Chapter 2 · Models¶
This is the chapter where inference stops being a black box. By the end you will be able to take a single token, trace it through every matrix multiply in a transformer, and explain exactly which step is slow and why.
We cover two model families:
- LLMs — autoregressive token generators. They produce one token at a time, each conditioned on every token before it.
- Image and video models — iterative denoisers. They start from noise and refine a whole canvas over many steps.
They look unrelated, but at the bottom they're the same machinery — matrix multiplies and attention — arranged differently. Understanding one makes the other easy.
Learning objectives¶
By the end of this chapter you can:
- Explain why a neural network needs non-linear activations (and what breaks without them)
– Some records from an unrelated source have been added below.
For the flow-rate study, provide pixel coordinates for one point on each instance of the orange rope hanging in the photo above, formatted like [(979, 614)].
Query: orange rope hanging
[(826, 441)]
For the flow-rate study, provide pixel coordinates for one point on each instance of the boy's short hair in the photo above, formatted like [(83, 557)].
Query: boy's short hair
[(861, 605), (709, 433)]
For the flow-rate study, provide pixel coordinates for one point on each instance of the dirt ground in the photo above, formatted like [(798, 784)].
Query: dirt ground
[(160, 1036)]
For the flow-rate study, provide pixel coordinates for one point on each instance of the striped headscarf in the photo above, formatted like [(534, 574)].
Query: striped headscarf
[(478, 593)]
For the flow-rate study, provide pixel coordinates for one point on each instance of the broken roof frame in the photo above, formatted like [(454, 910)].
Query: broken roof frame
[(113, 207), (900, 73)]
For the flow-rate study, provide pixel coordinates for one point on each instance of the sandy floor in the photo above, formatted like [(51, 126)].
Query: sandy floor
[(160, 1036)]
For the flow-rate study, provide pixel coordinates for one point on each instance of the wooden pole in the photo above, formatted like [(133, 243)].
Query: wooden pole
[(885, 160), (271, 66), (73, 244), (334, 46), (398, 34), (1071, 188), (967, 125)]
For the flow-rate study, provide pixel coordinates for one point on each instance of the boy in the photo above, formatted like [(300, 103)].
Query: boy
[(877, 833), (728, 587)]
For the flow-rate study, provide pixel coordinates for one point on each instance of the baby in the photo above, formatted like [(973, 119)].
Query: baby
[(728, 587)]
- Trace a token: text → token id → embedding → transformer blocks → logits → next token
- Describe what the KV cache is, why it exists, and what it costs
- State why prefill is compute-bound and decode is memory-bound — and prove it with arithmetic intensity
- Read a model's
config.jsonand predict its memory footprint and bottleneck
The sections¶
-
Nodes, layers, matmul, and the one trick (non-linearity) that makes depth worth anything.
-
Tokenization, embeddings, the transformer block, attention, the KV cache, and the prefill/decode split. The core of the book.
-
Diffusion, latent space, the VAE, classifier-free guidance, and why a "50-step" image is actually 100 forward passes.
-
Ops:byte ratio, arithmetic intensity, and the roofline model — the math that tells you whether to buy compute or bandwidth.
The one idea to hold onto
Everything in inference is a fight between two resources: how fast the GPU can do math (compute) and how fast it can move numbers in and out of memory (bandwidth). Every technique in Chapter 5 is a move in that fight. This chapter teaches you to see which one you're losing.